Building and Deploying a Recommender System on Kubeflow with KServe

In this tutorial, we'll walk through the process of developing a basic recommender system and deploying it on a Kubernetes cluster using Kubeflow and KServe (formerly KFServing). Kubeflow provides an end-to-end platform for machine learning workflows, and KServe simplifies model serving with powerful features like autoscaling and multi-framework support.

What You'll Learn

Understanding the core components: Kubeflow, KServe.
Training a simple collaborative filtering recommender model.
Containerizing your model training and serving code.
Defining a Kubeflow Pipeline for MLOps (optional but recommended).
Deploying your trained model using KServe's InferenceService.
Sending inference requests to your deployed model.

Prerequisites

Before you begin, ensure you have the following:

A running Kubernetes cluster (e.g., Minikube, Kind, GKE, EKS, AKS).
Kubeflow installed on your Kubernetes cluster. If not, refer to the official Kubeflow installation guide. Ensure KServe is part of your installation.
kubectl installed and configured to connect to your cluster.
Docker installed for building and pushing container images.
Python 3.8+ and pip.

1. Understanding the Core Components

Kubeflow

Kubeflow is a powerful open-source ML platform for Kubernetes. It provides various components to manage the entire ML lifecycle, from data preparation and model training to deployment and monitoring. Key components relevant here include:

Kubeflow Pipelines (KFP): For defining and orchestrating end-to-end ML workflows.
Kubeflow Notebooks: For interactive development environments (Jupyter notebooks).

KServe (formerly KFServing)

KServe is the standard model serving platform on Kubeflow. It's built on top of Knative Serving and Istio, offering:

Serverless Inference: Scales models up and down based on traffic, even to zero.
Multi-Framework Support: Native support for popular ML frameworks like TensorFlow, PyTorch, Scikit-learn, XGBoost, etc.
Advanced Deployments: Canary rollouts, A/B testing, and autoscaling.

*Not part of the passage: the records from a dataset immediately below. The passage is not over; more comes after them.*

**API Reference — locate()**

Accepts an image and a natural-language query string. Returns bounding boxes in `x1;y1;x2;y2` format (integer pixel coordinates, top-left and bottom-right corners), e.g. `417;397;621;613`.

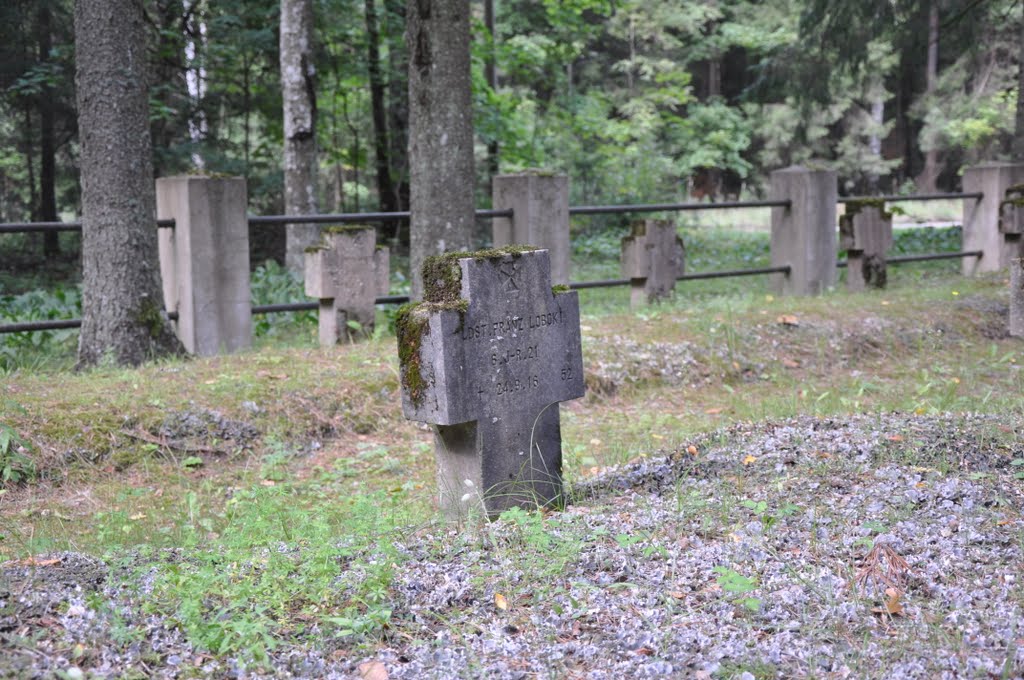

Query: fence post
157;175;252;356
492;170;571;286
963;163;1024;277
771;166;839;295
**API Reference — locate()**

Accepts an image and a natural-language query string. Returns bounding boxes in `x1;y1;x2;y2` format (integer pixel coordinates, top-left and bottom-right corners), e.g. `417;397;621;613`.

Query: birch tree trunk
406;0;475;299
281;0;319;277
75;0;182;367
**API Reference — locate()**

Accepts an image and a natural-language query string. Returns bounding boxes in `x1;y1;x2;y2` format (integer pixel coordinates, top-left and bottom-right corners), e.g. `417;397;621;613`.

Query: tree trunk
281;0;319;275
483;0;497;178
366;0;398;212
36;2;60;259
916;0;942;194
384;0;410;247
75;0;181;367
1010;9;1024;163
406;0;475;299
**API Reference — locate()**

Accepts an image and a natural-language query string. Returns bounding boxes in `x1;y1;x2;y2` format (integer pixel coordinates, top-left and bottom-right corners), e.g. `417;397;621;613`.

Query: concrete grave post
771;166;839;295
962;163;1024;277
157;175;253;356
839;199;893;291
397;246;584;517
622;219;686;307
304;226;390;347
492;170;571;286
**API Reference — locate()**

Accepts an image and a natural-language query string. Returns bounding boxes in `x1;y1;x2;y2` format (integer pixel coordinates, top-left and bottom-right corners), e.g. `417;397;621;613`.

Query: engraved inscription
462;309;564;340
495;376;541;396
490;345;540;366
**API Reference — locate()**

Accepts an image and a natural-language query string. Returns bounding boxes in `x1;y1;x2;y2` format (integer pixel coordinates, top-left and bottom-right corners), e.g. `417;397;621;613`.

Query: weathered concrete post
962;163;1024;277
771;166;839;295
157;175;253;356
397;246;584;517
839;199;893;291
304;226;391;347
621;219;686;307
1010;257;1024;338
492;170;571;286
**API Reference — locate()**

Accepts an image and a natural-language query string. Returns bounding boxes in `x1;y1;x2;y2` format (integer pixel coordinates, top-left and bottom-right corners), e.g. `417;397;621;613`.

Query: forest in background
0;0;1024;232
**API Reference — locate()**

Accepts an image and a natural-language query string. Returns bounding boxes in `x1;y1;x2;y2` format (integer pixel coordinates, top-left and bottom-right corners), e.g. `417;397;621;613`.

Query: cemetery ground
0;228;1024;678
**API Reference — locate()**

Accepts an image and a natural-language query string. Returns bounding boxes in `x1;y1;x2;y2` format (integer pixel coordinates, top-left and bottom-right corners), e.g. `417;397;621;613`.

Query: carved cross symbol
501;262;519;295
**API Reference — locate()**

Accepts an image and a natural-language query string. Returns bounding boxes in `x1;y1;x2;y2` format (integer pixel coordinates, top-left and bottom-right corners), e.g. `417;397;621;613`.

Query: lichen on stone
423;245;540;304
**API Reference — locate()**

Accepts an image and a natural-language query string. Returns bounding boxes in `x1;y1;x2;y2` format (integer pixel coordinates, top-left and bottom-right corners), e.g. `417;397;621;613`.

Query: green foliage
250;260;316;337
145;485;409;669
0;422;36;486
712;566;761;611
0;286;82;372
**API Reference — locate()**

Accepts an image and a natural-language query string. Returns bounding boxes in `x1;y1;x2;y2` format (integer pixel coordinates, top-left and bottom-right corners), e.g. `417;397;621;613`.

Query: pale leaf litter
0;414;1024;679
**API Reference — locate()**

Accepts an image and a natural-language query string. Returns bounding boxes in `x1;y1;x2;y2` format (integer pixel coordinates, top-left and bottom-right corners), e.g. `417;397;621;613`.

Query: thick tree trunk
384;0;410;231
406;0;475;299
75;0;181;367
365;0;398;212
1010;9;1024;163
281;0;319;275
36;2;60;259
916;0;942;194
483;0;497;180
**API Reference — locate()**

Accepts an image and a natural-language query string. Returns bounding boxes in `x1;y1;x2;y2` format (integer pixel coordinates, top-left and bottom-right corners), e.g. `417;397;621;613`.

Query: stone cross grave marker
839;201;893;291
397;246;585;517
305;226;390;347
622;219;686;307
999;184;1024;251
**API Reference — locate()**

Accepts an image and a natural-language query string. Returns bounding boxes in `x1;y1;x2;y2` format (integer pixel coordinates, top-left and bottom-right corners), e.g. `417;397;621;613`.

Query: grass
0;224;1024;677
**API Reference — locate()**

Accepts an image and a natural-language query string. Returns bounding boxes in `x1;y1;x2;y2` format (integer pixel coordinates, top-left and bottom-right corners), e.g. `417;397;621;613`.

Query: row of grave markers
157;163;1024;355
149;165;1024;517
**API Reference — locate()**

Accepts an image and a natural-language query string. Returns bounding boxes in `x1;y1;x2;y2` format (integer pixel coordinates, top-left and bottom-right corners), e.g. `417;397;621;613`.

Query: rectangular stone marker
304;226;390;347
397;246;585;517
622;219;686;307
839;200;893;291
999;184;1024;238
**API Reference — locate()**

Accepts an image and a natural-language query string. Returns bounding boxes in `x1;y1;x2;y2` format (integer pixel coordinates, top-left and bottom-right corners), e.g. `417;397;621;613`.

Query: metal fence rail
569;201;791;215
839;192;985;203
6;250;981;334
0;219;174;233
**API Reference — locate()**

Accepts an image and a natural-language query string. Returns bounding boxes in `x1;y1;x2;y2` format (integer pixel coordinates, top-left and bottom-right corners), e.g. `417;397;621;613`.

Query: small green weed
712;566;761;611
0;422;36;486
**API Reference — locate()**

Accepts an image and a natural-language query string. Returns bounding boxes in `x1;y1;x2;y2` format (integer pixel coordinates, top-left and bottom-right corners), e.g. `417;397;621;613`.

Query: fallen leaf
775;314;800;326
871;588;906;617
359;662;387;680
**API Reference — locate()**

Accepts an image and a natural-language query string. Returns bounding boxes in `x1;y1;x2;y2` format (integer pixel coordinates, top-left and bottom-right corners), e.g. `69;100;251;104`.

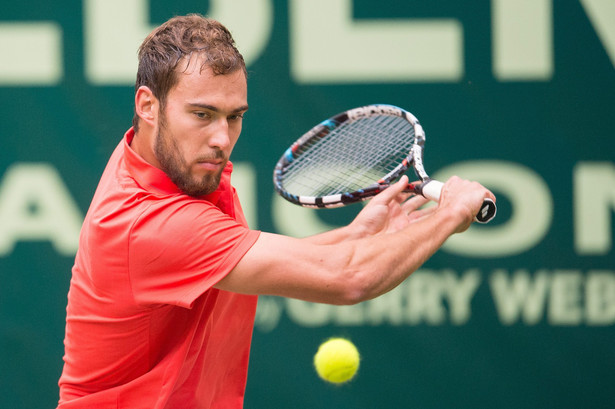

2. Building a Simple Recommender System

For this tutorial, we'll implement a basic collaborative filtering recommender using the implicit library in Python. This model will learn user and item factors from interaction data.

Step 2.1: Prepare Your Training Data

Create a CSV file named your_interaction_data.csv with at least three columns: user_id, item_id, and rating. For simplicity, here's a small example dataset:

user_id,item_id,rating
1,101,5
1,102,4
2,101,3
2,103,5
3,102,4
3,103,3

Note: For real-world recommenders, your dataset will be much larger and more complex.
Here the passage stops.